Now that we have all that said, key thing to keep in mind, once the NMDA receptor is activated (takes a few things to be activated), that is it, it will release the neurotransmitter. If glutamate induced NMDA activation is co-activated with Agmatine release, I would assume that taking DAA will also increase endogenous Agmatine release in order to protect you from glutamatergic neurotoxicity. We can sort of thing of Agmatine as acting as a buffer to keep DAA from over exciting NDMA receptors.
We have DAA present (check, so more NMDA activation now with Glycine, Ca+2 current, agonist DAA here), Agmatine doesn't affect Calcium intracellular mechanisms (check, you need the depolarization to stop the Mg+2 from blocking the site), Glycine present (will happen for activation of the receptor, so check). Say the NMDA receptor is now activated, releases Glutamate, blah blah blah, the Agmatine in the product in theory based on what I posted above is also endogenously released, so exogenous application will enhance that regulatory role of Agmatine so that in higher levels of NMDA receptor activation, it will inhibit the receptor from higher glutamate release (so overexcitation leading to potential neurotoxicity) by inhibting the receptor. Basically Agmatine might be able to prevent the neurotoxicity you always hear about when talking about DAA by preventing overexcitation of NMDA receptors/ reversing the levels of activation.
08-25-2013, 10:01 PM
08-25-2013, 10:06 PM
08-25-2013, 10:36 PM
In to see where this goes.
Edit: quadzilla, you can see a lot of stuff like rodent and boar studies supporting a long term build up, and at the same time anecdotal feed back and theory on instant stimulation.

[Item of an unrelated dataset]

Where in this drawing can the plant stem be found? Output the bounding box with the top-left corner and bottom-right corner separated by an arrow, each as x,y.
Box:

I wanna hear what the smarter guys have to say but looks like long term for memory and acute stimulatory effect(and cases of heightened senses) when used in some form like you mention(preworkout).
Pretty cool stuff if you dig.
"Jackie Treehorn treats objects like woman man."
08-25-2013, 11:16 PM
Interesting. I have ran agmatine and Daa together in a few different stacks and I don't know if the DAA was affected but I know I always get crazy pumps with the agmatine.